Das Interview mit Rudi Sack vom Verein Gemeinsam Leben Lernen e. V.
Ihr Verein trägt ja in seinem Namen Gemeinsam leben lernen – wieso haben Sie sich für den Namen entschieden und was steckt dahinter?
Ich selbst war ja bei der Vereinsgründung 1980 noch nicht dabei (erst ab 1983), fand den Namen aber von Anfang an sehr passend. Er bringt sicher sehr stark das zum Ausdruck, was heute als „Inklusion“ bezeichnet wird, ein Begriff, der vor 40 Jahren in diesem Zusammenhang noch gar nicht geläufig war. Damals sprachen wir noch von Integration oder eben von gemeinsamem Leben. Das „lernen“ am Ende macht dabei noch deutlich, dass es um einen Prozess geht, bei dem alle Seiten sich bewegen und etwas dazulernen müssen oder ich würde eher sagen „dürfen“.
Welche Möglichkeiten bieten Sie an, damit Menschen mit geistiger Behinderung auch Teil der Mitte werden? Auf welche Probleme stoßen Sie hier und wie meistern Sie diese gemeinsam?

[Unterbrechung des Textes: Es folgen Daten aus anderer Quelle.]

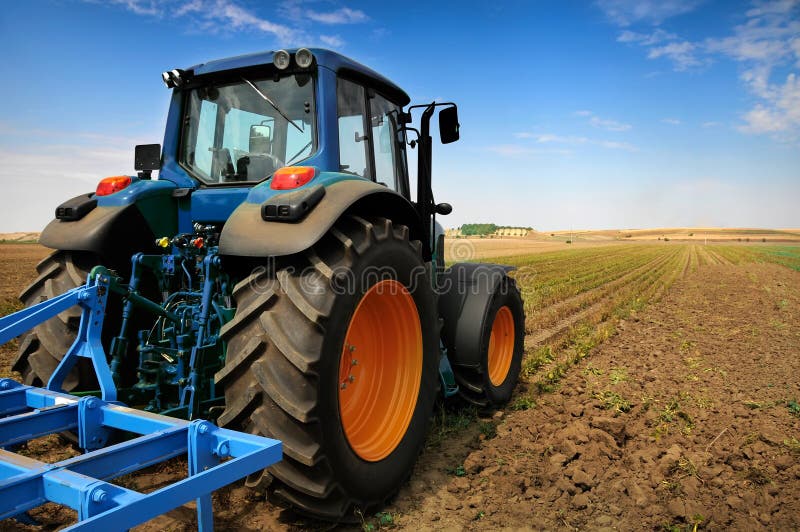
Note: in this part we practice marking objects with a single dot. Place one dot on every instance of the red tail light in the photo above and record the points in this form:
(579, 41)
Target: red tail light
(109, 185)
(292, 177)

Unsere Maxime lautet: Gemeinsames Leben auf Augenhöhe. Das bedeutet also: gleichberechtigt, ohne Hierarchien. Und ich denke, das ist eine Haltung, die uns wirklich auszeichnet und in unseren Aktivitäten auch spürbar wird. Das beinhaltet, dass Menschen ohne Behinderung in der Begleitung von Menschen mit Behinderung nicht „Betreuer“ oder „Erzieher“ sind, sondern eben Begleiter. Und dann geht es natürlich im Alltag und in unseren Strukturen auch immer darum, dass das gelebt wird: Z.B. haben wir auch Menschen mit so genannter „geistiger Behinderung“ mit in unserem Vereinsvorstand, der über die wichtigsten Fragen unseres Vereins entscheidet.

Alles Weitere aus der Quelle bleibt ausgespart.